OpenAI Integration

This guide explains how to integrate EncypherAI with OpenAI's API to embed metadata in AI-generated content from models like GPT-3.5 and GPT-4.

Prerequisites

Before you begin, make sure you have:

An OpenAI API key
The OpenAI Python package installed
EncypherAI installed

uv pip install encypher-ai openai

Basic Integration

Non-Streaming Response

For standard (non-streaming) responses from OpenAI:

import openai
from encypher.core.unicode_metadata import UnicodeMetadata
from encypher.core.keys import generate_key_pair
from cryptography.hazmat.primitives import serialization
from typing import Optional
from cryptography.hazmat.primitives.asymmetric.types import PublicKeyTypes
import time
import json

# Initialize OpenAI client
client = openai.OpenAI(api_key="your-api-key")

# Generate key pair (replace with your actual key management)
private_key, public_key = generate_key_pair()

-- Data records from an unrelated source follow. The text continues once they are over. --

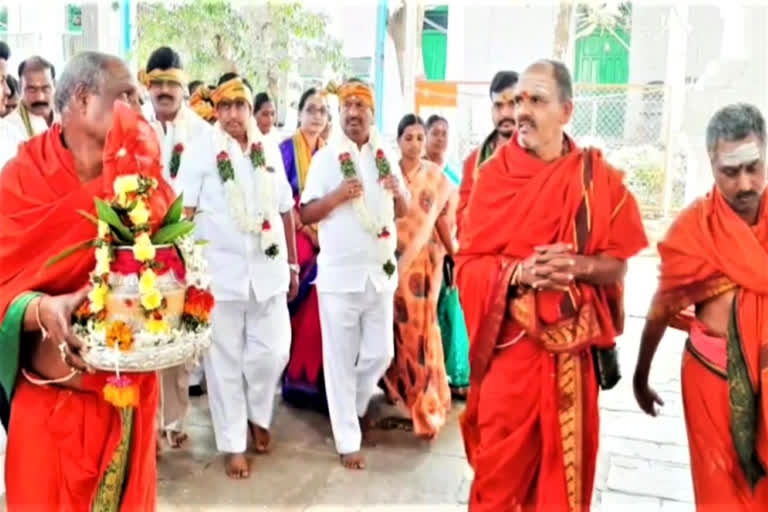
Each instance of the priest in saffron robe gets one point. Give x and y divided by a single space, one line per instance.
714 285
502 112
68 448
542 290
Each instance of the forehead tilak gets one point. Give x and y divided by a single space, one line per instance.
740 155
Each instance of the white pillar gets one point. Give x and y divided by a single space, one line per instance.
674 103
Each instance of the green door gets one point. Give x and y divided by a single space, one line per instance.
602 58
434 42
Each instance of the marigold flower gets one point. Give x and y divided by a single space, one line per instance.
139 215
120 336
152 299
147 281
143 250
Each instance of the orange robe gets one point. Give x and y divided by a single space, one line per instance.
710 250
471 166
61 442
531 424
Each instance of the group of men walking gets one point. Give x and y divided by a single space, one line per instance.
544 227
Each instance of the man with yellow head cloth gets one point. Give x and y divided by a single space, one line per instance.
234 185
354 190
176 125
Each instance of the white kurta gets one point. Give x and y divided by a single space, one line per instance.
186 128
251 324
355 294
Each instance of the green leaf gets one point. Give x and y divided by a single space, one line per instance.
108 215
174 212
171 232
88 216
66 253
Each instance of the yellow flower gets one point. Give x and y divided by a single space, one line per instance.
143 250
127 183
152 299
103 229
98 297
147 281
155 326
102 260
139 215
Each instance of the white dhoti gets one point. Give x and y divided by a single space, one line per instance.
249 351
358 347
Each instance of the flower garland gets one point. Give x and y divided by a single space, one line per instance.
261 223
382 226
178 149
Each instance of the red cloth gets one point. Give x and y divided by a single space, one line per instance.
518 203
61 441
710 249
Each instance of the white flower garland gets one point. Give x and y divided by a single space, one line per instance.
260 224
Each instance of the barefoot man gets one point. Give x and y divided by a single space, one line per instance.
68 448
235 186
714 285
541 262
176 126
354 191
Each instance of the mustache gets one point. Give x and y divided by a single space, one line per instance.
526 119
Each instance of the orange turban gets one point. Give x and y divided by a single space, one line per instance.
232 90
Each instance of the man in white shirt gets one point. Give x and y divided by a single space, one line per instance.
354 192
35 113
235 186
176 126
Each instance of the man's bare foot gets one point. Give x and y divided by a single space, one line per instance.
262 440
176 439
354 461
236 466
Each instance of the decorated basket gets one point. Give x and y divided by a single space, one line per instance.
149 305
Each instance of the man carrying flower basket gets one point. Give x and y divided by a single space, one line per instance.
354 193
235 186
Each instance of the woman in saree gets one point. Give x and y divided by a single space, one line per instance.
416 379
450 314
303 382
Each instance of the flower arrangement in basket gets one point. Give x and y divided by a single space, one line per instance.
149 305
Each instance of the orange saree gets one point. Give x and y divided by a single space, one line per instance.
67 450
710 250
531 424
417 378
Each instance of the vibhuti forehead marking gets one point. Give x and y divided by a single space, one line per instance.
744 154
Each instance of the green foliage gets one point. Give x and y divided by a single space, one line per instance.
263 38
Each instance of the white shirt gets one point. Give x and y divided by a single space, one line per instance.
187 127
348 253
10 138
38 123
237 262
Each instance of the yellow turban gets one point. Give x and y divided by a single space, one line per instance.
165 75
200 102
357 89
232 90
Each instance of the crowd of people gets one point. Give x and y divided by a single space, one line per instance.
383 268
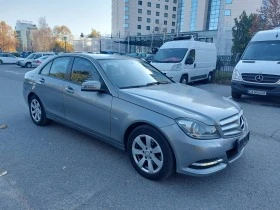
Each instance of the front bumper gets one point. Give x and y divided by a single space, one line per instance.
202 157
243 88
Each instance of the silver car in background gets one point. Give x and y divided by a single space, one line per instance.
164 126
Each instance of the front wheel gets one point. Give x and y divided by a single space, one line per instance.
236 95
150 153
37 111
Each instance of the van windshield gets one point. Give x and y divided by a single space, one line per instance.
172 55
264 50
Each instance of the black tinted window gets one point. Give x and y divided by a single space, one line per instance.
59 67
46 69
267 51
83 70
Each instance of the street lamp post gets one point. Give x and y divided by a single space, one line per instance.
65 38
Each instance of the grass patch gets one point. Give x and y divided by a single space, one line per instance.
222 77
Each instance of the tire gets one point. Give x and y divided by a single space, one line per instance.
236 95
150 153
28 65
37 111
210 77
184 79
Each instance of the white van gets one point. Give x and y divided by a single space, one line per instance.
258 71
186 60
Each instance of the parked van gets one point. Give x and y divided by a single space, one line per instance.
186 60
258 71
27 62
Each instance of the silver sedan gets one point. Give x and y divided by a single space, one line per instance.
165 127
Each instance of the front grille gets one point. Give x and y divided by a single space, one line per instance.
261 78
233 125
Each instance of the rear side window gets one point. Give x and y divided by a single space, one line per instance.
59 67
83 70
46 69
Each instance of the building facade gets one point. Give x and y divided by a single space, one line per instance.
146 17
24 34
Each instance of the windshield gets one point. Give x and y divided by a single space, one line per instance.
172 55
132 73
266 51
31 56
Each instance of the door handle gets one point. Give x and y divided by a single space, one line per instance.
69 89
42 80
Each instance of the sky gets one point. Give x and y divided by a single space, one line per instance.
79 15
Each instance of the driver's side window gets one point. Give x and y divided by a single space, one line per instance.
83 70
191 57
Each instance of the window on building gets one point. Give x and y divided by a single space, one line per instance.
227 12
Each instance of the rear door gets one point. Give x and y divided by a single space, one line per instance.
89 110
51 82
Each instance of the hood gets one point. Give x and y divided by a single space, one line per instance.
176 100
259 67
163 66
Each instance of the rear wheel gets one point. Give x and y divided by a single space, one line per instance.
37 111
184 79
236 95
150 153
28 65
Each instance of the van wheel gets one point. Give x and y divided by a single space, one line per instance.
184 79
236 95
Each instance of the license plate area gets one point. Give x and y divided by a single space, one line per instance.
257 92
241 143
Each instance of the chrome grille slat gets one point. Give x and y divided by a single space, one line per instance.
233 125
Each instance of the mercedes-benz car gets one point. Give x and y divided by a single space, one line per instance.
164 126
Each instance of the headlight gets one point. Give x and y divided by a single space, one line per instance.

# Example public key resolver function
def resolve_public_key(key_id: str) -> Optional[PublicKeyTypes]:
    if key_id == "openai-nonstream-key":
        return public_key
    return None

# Create a completion
response = client.chat.completions.create(
    model="gpt-4",
    messages=[
        {"role": "system", "content": "You are a helpful assistant."},
        {"role": "user", "content": "Write a short paragraph about AI ethics."}
    ]
)

# Get the response text
text = response.choices[0].message.content

# Create metadata
metadata = {
    "model": response.model,
    "organization": "YourOrganization",
    "timestamp": time.time(),
    "prompt_tokens": response.usage.prompt_tokens,
    "completion_tokens": response.usage.completion_tokens,
    "total_tokens": response.usage.total_tokens,
    "key_id": "openai-nonstream-key" # Identifier for the key
}

# Embed metadata using UnicodeMetadata
encoded_text = UnicodeMetadata.embed_metadata(text, metadata, private_key)

print("Original response:")
print(text)
print("\nResponse with embedded metadata:")
print(encoded_text)

# Later, extract and verify the metadata
# Extract metadata (optional)
# extracted_metadata = UnicodeMetadata.extract_metadata(encoded_text)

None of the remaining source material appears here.